Leon hanya menggerutu pelan, “Kalau begini terus, mungkin aku yang bakal kehilangan nyawa lebih dulu.”
Setelah masuk ke dalam rumah, Leon mendapati Althea duduk di sofa dengan wajah yang masih berbinar. Gadis itu memegang ponselnya erat-erat, sesekali tersenyum seperti sedang memikirkan sesuatu yang menyenangkan.
Leon menatap Althea yang tampak melayang di awang-awang. “Althea, kau jatuh cinta atau dapat warisan mendadak?”
Althea menoleh dengan senyum lebar. “Ayah, tebak apa yang terjadi hari ini! Aku bertemu seseorang yang luar biasa.”
Leon menatapnya curiga sambil duduk di kursi. “Luar biasa bagaimana? Jangan bilang kau bertemu idola K-Pop yang tersesat.”
“Bukan!” Althea menjawab sambil melompat berdiri. “Aku bertemu Ragna. Dia... dia seperti tokoh antagonis favoritku! Wajahnya sempurna, auranya dingin, dan... dan... aku merasa seperti pemeran pendukung yang jatuh cinta pada antagonis utama!”
Leon menatap putrinya lama, mencoba mencerna apa yang baru saja didengarnya. “Jadi, kau jatuh cinta pada seseorang hanya karena dia mirip tokoh jahat di cerita?”
“Bukan tokoh jahat, Ayah, tokoh antagonis! Ada bedanya!” Althea membela diri dengan penuh semangat.
Reina yang baru masuk dengan segelas air untuk Leon, ikut mendengar percakapan itu. “Tunggu, kau bilang jatuh cinta? Apa dia tahu kau ada?”
Althea menyipitkan mata. “Tentu saja dia tahu! Aku bahkan sudah memperkenalkan diri di perpustakaan tadi. Dia ramah, meskipun... agak datar.”
“Datar seperti papan?” sindir Reina.
“Bukan, lebih seperti... misterius.” Althea mengabaikan ejekan Reina sambil kembali duduk di sofa, memeluk bantal dengan penuh perasaan.

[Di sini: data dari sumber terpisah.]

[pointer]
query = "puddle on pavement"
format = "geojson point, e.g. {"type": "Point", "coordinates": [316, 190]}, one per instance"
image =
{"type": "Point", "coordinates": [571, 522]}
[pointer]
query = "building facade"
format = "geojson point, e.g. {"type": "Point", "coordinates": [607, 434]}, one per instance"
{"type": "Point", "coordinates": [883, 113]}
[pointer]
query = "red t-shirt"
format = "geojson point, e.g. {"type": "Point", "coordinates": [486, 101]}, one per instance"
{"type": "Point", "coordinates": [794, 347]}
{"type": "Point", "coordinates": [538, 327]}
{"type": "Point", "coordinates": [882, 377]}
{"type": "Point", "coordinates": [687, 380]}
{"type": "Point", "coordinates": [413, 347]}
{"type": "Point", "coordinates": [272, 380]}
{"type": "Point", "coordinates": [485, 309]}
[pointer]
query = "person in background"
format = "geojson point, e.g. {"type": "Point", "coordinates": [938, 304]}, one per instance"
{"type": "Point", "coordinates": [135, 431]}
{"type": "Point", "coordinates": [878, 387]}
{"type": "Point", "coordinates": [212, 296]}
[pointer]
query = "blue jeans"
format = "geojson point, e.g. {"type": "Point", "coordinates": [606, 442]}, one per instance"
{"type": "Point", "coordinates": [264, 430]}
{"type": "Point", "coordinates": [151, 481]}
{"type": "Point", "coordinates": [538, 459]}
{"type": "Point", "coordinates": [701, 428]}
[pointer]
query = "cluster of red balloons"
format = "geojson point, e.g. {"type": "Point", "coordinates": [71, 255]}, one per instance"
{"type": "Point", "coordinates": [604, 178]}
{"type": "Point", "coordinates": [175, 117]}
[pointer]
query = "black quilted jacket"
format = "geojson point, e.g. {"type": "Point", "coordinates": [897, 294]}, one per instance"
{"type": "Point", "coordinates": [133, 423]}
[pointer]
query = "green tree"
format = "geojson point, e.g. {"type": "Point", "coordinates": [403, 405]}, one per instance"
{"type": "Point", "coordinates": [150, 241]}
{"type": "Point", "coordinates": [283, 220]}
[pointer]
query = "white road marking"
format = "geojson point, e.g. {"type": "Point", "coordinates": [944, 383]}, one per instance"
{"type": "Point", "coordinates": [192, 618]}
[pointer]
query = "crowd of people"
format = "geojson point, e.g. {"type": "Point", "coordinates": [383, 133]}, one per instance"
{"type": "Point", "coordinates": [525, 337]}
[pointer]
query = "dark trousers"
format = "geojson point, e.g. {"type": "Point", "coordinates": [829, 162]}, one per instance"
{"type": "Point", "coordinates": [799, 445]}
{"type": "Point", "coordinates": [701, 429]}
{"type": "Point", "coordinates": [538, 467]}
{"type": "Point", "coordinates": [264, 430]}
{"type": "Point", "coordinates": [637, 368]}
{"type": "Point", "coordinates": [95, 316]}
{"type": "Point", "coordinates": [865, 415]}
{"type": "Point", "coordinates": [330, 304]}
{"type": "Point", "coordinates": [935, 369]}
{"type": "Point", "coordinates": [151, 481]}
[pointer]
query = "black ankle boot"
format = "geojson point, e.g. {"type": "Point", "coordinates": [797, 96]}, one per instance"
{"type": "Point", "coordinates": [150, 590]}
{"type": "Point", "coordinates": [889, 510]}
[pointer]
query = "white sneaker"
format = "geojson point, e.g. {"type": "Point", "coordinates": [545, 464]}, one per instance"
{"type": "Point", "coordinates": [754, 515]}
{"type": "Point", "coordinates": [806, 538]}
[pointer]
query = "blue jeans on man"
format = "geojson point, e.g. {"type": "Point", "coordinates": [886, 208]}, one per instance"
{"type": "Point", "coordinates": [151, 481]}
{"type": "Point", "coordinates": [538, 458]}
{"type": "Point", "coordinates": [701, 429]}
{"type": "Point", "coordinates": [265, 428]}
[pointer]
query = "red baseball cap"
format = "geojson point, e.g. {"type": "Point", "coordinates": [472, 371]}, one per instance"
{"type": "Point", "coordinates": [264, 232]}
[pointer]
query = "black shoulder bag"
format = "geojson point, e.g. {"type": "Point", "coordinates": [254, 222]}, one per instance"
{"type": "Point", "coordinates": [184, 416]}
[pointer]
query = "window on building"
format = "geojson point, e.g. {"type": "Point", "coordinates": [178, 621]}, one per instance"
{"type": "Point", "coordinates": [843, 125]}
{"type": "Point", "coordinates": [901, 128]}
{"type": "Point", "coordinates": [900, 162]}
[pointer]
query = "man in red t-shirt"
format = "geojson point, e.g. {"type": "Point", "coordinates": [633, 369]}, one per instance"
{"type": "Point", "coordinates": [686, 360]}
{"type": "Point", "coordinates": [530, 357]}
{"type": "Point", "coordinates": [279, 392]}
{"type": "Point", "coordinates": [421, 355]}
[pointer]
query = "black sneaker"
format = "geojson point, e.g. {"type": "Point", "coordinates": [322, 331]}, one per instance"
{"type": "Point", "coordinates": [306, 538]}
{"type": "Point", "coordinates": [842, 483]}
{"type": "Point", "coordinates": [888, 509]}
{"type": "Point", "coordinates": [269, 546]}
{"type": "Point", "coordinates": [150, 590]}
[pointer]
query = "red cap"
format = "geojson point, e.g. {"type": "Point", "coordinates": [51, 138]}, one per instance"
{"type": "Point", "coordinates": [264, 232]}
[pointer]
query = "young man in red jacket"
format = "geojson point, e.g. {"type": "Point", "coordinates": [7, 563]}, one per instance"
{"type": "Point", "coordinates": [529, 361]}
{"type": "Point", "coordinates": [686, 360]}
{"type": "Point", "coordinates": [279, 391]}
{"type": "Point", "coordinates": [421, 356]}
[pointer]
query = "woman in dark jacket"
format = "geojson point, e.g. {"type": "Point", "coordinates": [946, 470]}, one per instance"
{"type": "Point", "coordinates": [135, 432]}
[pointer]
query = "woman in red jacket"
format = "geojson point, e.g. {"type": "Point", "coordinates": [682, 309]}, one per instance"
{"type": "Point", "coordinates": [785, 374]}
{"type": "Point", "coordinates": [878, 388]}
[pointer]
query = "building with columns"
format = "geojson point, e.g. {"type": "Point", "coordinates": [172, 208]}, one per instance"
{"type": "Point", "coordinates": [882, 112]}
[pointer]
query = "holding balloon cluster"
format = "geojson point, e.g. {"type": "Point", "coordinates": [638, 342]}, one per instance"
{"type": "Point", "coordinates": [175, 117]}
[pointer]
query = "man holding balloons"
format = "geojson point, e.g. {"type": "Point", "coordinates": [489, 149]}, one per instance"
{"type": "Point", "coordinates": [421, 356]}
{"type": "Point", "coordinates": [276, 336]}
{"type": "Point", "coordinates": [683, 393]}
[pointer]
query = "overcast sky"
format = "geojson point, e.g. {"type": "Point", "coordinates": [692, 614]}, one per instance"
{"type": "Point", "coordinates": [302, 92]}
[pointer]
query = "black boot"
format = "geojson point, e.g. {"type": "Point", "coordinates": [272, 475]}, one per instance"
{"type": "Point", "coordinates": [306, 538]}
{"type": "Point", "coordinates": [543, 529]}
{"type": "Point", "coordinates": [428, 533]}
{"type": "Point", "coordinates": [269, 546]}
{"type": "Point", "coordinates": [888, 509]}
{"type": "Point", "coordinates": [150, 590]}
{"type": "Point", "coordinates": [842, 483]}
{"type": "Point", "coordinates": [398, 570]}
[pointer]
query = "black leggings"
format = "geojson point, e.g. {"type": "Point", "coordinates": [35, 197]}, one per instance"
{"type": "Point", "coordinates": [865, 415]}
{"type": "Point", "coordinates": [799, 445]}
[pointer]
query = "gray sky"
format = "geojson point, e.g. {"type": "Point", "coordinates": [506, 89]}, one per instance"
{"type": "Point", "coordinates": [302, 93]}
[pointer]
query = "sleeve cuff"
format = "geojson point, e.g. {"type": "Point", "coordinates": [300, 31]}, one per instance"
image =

Leon menggeleng, mengambil gelas yang dibawa Reina, dan meneguk airnya. “Dengar, Althea. Kalau kau benar-benar ingin mengenalnya lebih jauh, jangan terlalu... berlebihan. Kau itu terkenal suka melebih-lebihkan hal.”
“Ayah, aku tidak melebih-lebihkan! Ragna itu benar-benar seperti karakter dari novel! Kau harus bertemu dengannya. Mungkin kau akan mengerti kenapa aku kagum.”
“Tidak, terima kasih. Hidupku sudah cukup sibuk dengan kalian berdua. Aku tidak butuh drama baru.” Leon bangkit dan berjalan menuju dapur.
Reina duduk di sofa, menatap Althea dengan tatapan mengejek. “Jadi, kapan kau akan melamar dia, Nona Pendukung?”
Althea melempar bantal ke arah Reina. “Diam! Aku hanya kagum, bukan mau menikah dengannya.”
Reina tertawa kecil sambil menahan bantal yang dilemparkan Althea. “Kalau begitu, semoga beruntung jadi fans setia antagonis idamanmu.”
Sementara itu, Leon hanya bisa menghela napas panjang dari dapur. “Tuhan, tolong beri aku kekuatan menghadapi dua bocah ini.”